Infancia en cuarentena
Mis hijos no son víctimas ni sobrevivientes de esta pandemia… la gozan. Saltan, colorean, leen, se disfrazan, nadan, cuentan cuentos, juegan y apenas se dan cuenta de que están viviendo un encierro histórico.
ARIZONA – “¿Qué es lo que más te ha gustado de la cuarentena?”, le pregunté a Matías, mi hijo de 5 años. Tardó solo dos minutos en contestar: ¡La familia! Su sonrisa fue tan grande al responder que se le arrugó la nariz y se le enchuecaron los lentes. A Mika, su cuata, le brillaron los ojos cuando escuchó la pregunta. Para la más traviesa de la casa, la encerrona ha sido la guarida perfecta para inventarse aventuras con Rocco, nuestro French Poodle al que ya le comienzan a pesar sus 14 años. Tenemos siete semanas encerrados y cada día los veo más felices y plenos. Bendita la inocencia infantil.

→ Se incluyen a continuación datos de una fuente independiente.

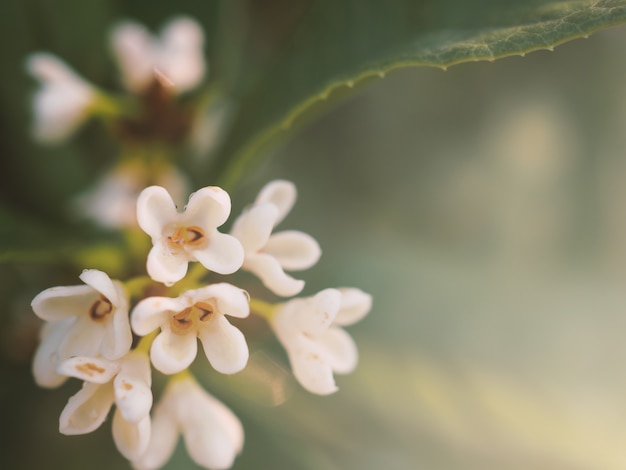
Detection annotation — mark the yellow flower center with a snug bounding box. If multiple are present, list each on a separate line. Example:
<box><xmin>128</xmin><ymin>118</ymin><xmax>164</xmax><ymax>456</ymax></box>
<box><xmin>170</xmin><ymin>302</ymin><xmax>215</xmax><ymax>335</ymax></box>
<box><xmin>89</xmin><ymin>294</ymin><xmax>113</xmax><ymax>321</ymax></box>
<box><xmin>167</xmin><ymin>225</ymin><xmax>206</xmax><ymax>249</ymax></box>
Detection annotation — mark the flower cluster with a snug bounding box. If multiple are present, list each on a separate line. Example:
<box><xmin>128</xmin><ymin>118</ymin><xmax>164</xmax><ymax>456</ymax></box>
<box><xmin>32</xmin><ymin>180</ymin><xmax>371</xmax><ymax>469</ymax></box>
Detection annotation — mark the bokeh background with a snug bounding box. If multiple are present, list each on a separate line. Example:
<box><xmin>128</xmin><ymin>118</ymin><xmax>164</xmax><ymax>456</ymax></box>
<box><xmin>0</xmin><ymin>0</ymin><xmax>626</xmax><ymax>470</ymax></box>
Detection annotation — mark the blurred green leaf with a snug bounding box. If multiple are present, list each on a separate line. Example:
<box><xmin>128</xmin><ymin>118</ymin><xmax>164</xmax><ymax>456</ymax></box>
<box><xmin>210</xmin><ymin>0</ymin><xmax>626</xmax><ymax>187</ymax></box>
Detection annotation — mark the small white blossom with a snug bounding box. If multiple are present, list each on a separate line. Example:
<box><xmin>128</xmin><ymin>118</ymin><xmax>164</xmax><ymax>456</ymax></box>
<box><xmin>26</xmin><ymin>52</ymin><xmax>96</xmax><ymax>142</ymax></box>
<box><xmin>133</xmin><ymin>377</ymin><xmax>244</xmax><ymax>470</ymax></box>
<box><xmin>77</xmin><ymin>165</ymin><xmax>189</xmax><ymax>228</ymax></box>
<box><xmin>31</xmin><ymin>269</ymin><xmax>133</xmax><ymax>368</ymax></box>
<box><xmin>59</xmin><ymin>350</ymin><xmax>152</xmax><ymax>460</ymax></box>
<box><xmin>111</xmin><ymin>17</ymin><xmax>206</xmax><ymax>93</ymax></box>
<box><xmin>131</xmin><ymin>283</ymin><xmax>250</xmax><ymax>374</ymax></box>
<box><xmin>271</xmin><ymin>289</ymin><xmax>372</xmax><ymax>395</ymax></box>
<box><xmin>137</xmin><ymin>186</ymin><xmax>244</xmax><ymax>285</ymax></box>
<box><xmin>232</xmin><ymin>180</ymin><xmax>321</xmax><ymax>297</ymax></box>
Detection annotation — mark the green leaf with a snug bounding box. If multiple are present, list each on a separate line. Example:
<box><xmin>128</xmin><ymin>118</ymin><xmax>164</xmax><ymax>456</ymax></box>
<box><xmin>210</xmin><ymin>0</ymin><xmax>626</xmax><ymax>187</ymax></box>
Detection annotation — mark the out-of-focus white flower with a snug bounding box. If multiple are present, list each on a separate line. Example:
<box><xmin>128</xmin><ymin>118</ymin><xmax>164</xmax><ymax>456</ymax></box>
<box><xmin>26</xmin><ymin>52</ymin><xmax>97</xmax><ymax>142</ymax></box>
<box><xmin>77</xmin><ymin>165</ymin><xmax>189</xmax><ymax>228</ymax></box>
<box><xmin>31</xmin><ymin>269</ymin><xmax>133</xmax><ymax>364</ymax></box>
<box><xmin>133</xmin><ymin>376</ymin><xmax>244</xmax><ymax>470</ymax></box>
<box><xmin>131</xmin><ymin>283</ymin><xmax>250</xmax><ymax>374</ymax></box>
<box><xmin>58</xmin><ymin>350</ymin><xmax>152</xmax><ymax>460</ymax></box>
<box><xmin>271</xmin><ymin>289</ymin><xmax>372</xmax><ymax>395</ymax></box>
<box><xmin>137</xmin><ymin>186</ymin><xmax>243</xmax><ymax>285</ymax></box>
<box><xmin>111</xmin><ymin>17</ymin><xmax>206</xmax><ymax>93</ymax></box>
<box><xmin>231</xmin><ymin>180</ymin><xmax>321</xmax><ymax>297</ymax></box>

Tenemos suerte de estar juntos. Mis hijos no son víctimas ni sobrevivientes de esta pandemia… la gozan. Saltan, colorean, leen, se disfrazan, nadan, cuentan cuentos, juegan y apenas se dan cuenta de que están viviendo un encierro histórico. Ellos no están atrapados en casa, están seguros en casa. Son felices, pero están conscientes de sus privilegios.
Hace un par de noches entré a su cuarto justo a la hora de dormir. Estaban mirando por la ventana. Buscaban la estrella más brillante. No me escucharon llegar.
“Estrellita, estrellita, que todos los niños tengan casita”, dijo Matías, haciendo gala de sus clases de rima.
“Estrellita, estrellita, que todos los niños tengan mamá”, fue el deseo de Mika, niña de pocas palabras.
Los dos pidieron que los villanos derrotaran al coronavirus y dijeron amén. Me sacudieron el alma.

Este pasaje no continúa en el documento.